MiniMax Open Sources 456B Parameter Model with 4M Context

MiniMax Embraces the Agent Era with Open Source Models

The AI community is anticipating 2025 as the year of the AI Agent, with industry leaders highlighting their potential impact. MiniMax has responded by open-sourcing its foundational language model, MiniMax-Text-01, and visual-multimodal model, MiniMax-VL-01. These models feature a novel linear attention mechanism, significantly expanding their context windows.

Key Innovations in MiniMax's Open Source Models

A major advancement is the ability of MiniMax's models to process 4 million tokens at once, 20 to 32 times more than other models. This capability is essential for agent applications requiring long context windows for memory and collaboration.

MiniMax-Text-01 Innovations:

Lightning Attention: A linear attention form that reduces computational complexity from quadratic to linear, achieved through a right product kernel trick.
Hybrid-lightning: Combines Lightning Attention and softmax attention, with softmax attention replacing Lightning Attention every eight layers, improving scaling while maintaining efficiency.
Mixture of Experts (MoE): MoE models show superior performance over dense models, especially with similar computational loads. MiniMax also introduced an allgather communication step to prevent routing collapse.
Computational Optimization: MiniMax optimized the MoE architecture using a token-grouping based overlap scheme to reduce communication loads and used a data-packing technique for long-context training. They also adopted four optimization strategies for Lightning Attention: batched kernel fusion, separate prefill and decode execution, multi-level padding, and strided batched matrix multiplication expansion.

These innovations resulted in a 456 billion parameter LLM with 32 experts, where each token activates 45.9 billion parameters.

MiniMax-Text-01's Benchmark Performance

MiniMax-Text-01 has demonstrated excellent performance, rivaling and surpassing closed-source models like GPT-4o and Claude 3.5 Sonnet, and open-source models like Qwen2.5 and Llama 3.1.

It outperforms Instruct Qwen2.5-72B on HumanEval.
It achieved a score of 54.4 on the GPQA Diamond dataset, surpassing most fine-tuned LLMs and GPT-4o.
It achieved top-three scores in MMLU, IFEval, and Arena-Hard, showing its ability to apply knowledge and meet user queries effectively.

Superior Contextual Capabilities

MiniMax-Text-01's extended context window is a key differentiator.

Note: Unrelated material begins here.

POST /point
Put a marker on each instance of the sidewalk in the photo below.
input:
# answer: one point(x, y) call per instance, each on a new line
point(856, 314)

Its performance significantly increases beyond 128k context length in the Ruler benchmark. The model also shows exceptional performance in LongBench v2's long-context reasoning tasks and demonstrates state-of-the-art long-context learning abilities as verified by the MTOB benchmark.

Real-World Applications

The capabilities of MiniMax-Text-01 extend beyond benchmarks.

It can generate creative content, including songs with nuanced language and emotional depth.
It can perform complex tasks like translating less common languages such as Kalamang.
It exhibits excellent memory in long conversations.

MiniMax-VL-01: A Visual-Language Model

Based on MiniMax-Text-01, MiniMax developed MiniMax-VL-01, a multimodal version that integrates an image encoder and adapter. It uses a ViT for visual encoding with a two-layer MLP projector for image adaptation. This model was trained with image-language data using a proprietary dataset and a multi-stage training strategy.

MiniMax-VL-01 demonstrates strong performance on various benchmarks, often matching or exceeding other SOTA models, and is capable of analyzing complex visual data like navigation maps.

The Future of AI Agents

MiniMax is pushing the boundaries of context window capabilities, researching architectures to eliminate softmax attention and enable infinite context windows. They recognize the importance of multimodal models for AI agents, aiming to create agents that are natural, accessible, and ubiquitous, with the potential to interact with the physical world.